Under Liechtenstein law, it is possible to pursue civil and criminal proceedings in parallel and such approach may make particular sense where only limited information and evidence is available. Often, information becomes available in the course of criminal proceedings (by means of seizure orders of documents from financial intermediaries) that can later be used to pursue for example a civil claim against a debtor. In addition, the prosecution authorities have the possibility to freeze assets, thereby preventing further dispositions of assets.

A person who has suffered financial damage as a result of a criminal offence (eg, fraud or embezzlement) can file a criminal complaint with the Liechtenstein prosecution authorities and seek the initiation of a criminal investigation and then join the investigation as a private party in order to seek compensation for the damage suffered.

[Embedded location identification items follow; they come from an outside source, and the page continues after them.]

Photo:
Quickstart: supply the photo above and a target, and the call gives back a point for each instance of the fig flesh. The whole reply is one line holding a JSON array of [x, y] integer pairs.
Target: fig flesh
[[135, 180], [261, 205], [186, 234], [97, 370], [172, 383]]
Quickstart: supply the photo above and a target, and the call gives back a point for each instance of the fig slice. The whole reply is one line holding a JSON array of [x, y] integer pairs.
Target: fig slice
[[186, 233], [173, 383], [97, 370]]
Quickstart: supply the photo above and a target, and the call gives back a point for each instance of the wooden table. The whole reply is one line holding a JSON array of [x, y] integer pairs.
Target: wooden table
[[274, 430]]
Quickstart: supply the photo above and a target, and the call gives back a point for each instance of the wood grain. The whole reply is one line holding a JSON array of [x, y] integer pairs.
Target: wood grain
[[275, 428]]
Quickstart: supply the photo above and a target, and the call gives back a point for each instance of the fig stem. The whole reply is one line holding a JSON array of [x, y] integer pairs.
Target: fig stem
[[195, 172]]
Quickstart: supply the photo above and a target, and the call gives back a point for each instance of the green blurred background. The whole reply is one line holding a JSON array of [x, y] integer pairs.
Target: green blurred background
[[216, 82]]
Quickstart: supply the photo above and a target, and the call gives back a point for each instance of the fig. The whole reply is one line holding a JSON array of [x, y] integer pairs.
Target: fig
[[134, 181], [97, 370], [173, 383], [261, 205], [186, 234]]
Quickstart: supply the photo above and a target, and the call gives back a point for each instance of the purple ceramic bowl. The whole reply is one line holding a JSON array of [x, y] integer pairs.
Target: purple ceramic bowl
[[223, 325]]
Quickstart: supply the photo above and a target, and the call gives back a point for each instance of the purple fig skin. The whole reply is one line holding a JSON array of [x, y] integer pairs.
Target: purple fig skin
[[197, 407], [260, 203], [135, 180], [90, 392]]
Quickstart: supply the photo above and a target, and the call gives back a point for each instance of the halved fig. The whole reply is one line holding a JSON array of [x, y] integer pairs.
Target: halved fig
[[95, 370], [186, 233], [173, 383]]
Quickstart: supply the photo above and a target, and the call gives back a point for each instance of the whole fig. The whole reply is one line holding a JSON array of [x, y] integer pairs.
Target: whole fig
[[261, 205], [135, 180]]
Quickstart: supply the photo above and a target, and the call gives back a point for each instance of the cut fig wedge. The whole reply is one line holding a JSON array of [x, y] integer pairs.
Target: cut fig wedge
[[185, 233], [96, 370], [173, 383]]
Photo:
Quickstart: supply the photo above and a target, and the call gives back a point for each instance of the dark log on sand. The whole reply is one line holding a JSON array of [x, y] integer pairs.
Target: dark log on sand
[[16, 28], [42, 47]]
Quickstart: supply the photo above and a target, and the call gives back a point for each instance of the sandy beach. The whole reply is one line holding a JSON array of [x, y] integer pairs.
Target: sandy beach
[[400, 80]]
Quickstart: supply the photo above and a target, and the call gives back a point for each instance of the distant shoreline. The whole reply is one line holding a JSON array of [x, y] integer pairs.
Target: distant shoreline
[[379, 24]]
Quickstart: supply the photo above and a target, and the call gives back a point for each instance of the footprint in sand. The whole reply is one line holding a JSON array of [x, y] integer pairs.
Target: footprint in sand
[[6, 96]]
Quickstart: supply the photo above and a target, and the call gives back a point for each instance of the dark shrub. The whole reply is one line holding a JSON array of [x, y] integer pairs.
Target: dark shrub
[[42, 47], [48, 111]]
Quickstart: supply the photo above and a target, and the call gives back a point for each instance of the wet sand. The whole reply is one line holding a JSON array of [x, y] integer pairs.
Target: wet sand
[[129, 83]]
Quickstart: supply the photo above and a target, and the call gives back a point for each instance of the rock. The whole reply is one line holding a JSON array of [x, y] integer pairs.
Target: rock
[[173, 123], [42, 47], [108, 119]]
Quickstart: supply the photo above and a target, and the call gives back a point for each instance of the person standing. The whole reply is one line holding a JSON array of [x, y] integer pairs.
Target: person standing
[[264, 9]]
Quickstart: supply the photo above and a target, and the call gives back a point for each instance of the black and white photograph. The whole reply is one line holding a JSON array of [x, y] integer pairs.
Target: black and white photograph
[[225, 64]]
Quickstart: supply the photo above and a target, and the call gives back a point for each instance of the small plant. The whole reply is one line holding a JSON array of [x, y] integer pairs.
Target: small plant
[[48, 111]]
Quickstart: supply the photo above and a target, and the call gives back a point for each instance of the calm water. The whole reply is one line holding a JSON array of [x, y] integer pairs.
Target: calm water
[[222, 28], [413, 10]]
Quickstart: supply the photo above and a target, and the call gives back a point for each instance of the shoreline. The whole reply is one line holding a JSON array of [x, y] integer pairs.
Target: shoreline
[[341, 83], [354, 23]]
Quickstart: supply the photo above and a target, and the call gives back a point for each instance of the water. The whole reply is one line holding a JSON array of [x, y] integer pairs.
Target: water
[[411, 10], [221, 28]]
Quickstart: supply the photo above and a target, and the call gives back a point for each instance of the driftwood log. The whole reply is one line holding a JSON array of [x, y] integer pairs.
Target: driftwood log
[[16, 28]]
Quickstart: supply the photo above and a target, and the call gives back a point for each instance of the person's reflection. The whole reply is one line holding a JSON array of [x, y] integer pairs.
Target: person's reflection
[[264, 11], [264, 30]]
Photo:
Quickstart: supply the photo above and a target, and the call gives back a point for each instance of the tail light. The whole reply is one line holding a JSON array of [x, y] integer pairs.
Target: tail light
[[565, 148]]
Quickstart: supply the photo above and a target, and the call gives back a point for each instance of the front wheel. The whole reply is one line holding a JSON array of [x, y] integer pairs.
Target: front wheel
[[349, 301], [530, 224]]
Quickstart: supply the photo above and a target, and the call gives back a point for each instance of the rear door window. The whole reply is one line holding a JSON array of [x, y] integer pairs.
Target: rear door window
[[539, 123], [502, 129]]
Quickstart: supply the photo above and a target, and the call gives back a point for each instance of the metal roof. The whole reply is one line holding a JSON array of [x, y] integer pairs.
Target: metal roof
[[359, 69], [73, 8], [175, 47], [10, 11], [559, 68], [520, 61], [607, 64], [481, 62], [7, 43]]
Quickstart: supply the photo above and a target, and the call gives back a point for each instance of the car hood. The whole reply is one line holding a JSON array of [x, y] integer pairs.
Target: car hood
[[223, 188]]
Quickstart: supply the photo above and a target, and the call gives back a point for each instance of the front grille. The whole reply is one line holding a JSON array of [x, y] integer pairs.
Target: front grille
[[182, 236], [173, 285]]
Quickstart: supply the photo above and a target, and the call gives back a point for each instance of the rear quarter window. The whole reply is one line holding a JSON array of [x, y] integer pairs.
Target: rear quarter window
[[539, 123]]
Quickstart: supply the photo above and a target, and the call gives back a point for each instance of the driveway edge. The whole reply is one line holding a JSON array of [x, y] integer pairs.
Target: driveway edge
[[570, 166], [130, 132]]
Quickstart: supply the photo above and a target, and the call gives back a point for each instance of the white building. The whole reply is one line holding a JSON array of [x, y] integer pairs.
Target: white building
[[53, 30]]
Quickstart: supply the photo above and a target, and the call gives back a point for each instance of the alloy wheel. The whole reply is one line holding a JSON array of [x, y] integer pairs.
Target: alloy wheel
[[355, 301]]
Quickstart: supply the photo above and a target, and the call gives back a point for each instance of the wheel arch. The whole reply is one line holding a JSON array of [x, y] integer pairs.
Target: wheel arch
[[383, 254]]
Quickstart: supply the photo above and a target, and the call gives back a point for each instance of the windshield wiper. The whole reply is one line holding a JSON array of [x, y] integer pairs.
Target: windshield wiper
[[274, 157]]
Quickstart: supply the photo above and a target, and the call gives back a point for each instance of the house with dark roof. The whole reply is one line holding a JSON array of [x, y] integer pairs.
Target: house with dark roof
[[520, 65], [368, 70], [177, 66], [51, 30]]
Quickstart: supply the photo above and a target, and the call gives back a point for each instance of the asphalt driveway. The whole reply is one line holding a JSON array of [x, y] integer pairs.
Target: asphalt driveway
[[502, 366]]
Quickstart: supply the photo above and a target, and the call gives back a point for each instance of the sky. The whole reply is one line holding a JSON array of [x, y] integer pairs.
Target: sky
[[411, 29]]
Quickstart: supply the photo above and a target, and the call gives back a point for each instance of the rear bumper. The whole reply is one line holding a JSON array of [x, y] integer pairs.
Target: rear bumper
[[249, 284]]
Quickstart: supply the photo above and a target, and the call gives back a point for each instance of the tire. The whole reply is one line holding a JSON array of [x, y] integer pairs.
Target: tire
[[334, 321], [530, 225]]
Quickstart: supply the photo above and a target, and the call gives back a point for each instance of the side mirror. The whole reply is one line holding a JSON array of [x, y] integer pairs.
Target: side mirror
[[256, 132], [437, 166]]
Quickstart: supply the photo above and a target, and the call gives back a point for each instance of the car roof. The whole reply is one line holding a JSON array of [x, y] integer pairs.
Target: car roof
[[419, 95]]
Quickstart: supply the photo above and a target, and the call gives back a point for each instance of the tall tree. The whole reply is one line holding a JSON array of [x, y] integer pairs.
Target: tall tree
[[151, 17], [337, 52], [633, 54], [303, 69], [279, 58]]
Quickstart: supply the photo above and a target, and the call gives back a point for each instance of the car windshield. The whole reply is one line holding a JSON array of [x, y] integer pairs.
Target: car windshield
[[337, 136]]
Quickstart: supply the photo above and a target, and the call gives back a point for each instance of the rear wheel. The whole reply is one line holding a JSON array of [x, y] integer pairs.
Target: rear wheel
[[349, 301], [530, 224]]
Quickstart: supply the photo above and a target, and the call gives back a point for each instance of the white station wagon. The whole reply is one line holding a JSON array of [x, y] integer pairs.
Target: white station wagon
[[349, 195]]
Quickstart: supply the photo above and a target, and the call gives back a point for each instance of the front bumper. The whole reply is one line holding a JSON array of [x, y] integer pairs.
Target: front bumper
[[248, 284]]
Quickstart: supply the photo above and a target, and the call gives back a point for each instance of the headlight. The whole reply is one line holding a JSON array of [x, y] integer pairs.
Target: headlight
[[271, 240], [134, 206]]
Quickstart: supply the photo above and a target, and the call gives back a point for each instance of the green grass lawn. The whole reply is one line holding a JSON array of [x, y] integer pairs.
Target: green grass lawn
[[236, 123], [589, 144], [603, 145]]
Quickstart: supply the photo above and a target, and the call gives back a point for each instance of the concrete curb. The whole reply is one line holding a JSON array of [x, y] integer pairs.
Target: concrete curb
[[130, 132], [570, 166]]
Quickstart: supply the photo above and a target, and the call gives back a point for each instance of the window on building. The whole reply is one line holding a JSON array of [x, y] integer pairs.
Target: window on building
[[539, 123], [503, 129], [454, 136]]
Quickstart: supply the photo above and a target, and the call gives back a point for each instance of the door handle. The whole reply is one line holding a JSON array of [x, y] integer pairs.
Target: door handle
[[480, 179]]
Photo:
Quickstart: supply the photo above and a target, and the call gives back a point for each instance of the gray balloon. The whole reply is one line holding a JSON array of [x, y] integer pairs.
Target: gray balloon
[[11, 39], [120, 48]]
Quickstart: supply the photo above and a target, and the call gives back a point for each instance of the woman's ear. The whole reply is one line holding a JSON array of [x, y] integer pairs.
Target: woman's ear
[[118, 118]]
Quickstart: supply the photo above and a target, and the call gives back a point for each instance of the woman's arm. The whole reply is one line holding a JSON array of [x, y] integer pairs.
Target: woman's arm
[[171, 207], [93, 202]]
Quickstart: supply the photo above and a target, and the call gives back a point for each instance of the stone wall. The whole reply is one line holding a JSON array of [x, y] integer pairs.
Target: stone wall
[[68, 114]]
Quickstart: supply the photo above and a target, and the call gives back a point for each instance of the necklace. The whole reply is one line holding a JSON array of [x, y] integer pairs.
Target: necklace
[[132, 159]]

A private party in criminal proceedings has a number of procedural rights (eg, the right to inspect the court files or the right to request the taking of evidence) and can submit evidence in support of the investigation. In case of a conviction, the court may award compensation for damages to the private party if it concludes that sufficient grounds can be established based on the findings in the criminal proceedings. If the criminal court concludes that such grounds cannot be sufficiently established, the private party is referred to the civil courts in order to pursue the civil claim there (ie, the private party is then required to file a civil action). Importantly, a civil claim does not become time-barred as long as an application for compensation in criminal proceedings is pending (ie, an application for compensation in criminal proceedings has the effect of suspending the limitation period).

In an attempt to address most recent developments, the Liechtenstein Criminal Procedure Code was amended in 2021, introducing the possibility to freeze virtual assets by way of transferring same to a wallet maintained by the Liechtenstein Police. By the introduction of these provisions, the legislator wanted to effectively curtail fraudsters' access to misappropriated virtual assets or virtual assets acquired with misappropriated fiat assets respectively in order to secure same for forfeiture. The law also provides for the possibility of liquidating frozen virtual assets prematurely if there is a risk of unforeseeable price losses in view of the assets' high volatility.

In terms of criminal matters, Liechtenstein heavily relies on mutual legal assistance. International mutual legal assistance in criminal matters is primarily governed by international and bilateral treaties, inter alia the European Convention on Mutual Assistance in Criminal Matters, the European Convention on Extradition and the European Convention on the Transfer of Proceedings in Criminal Matters. Further, the provisions of the Schengen Convention dealing with mutual legal assistance in criminal matters are also applicable in Liechtenstein. In addition, Liechtenstein has concluded bilateral treaties in criminal matters with a number of countries such as Austria, Belgium, Germany, Switzerland and the United States of America. In the absence of a treaty, the prerequisites for the provision of mutual legal assistance in criminal matters are set forth in the Liechtenstein Mutual Legal Assistance in Criminal Matters Act.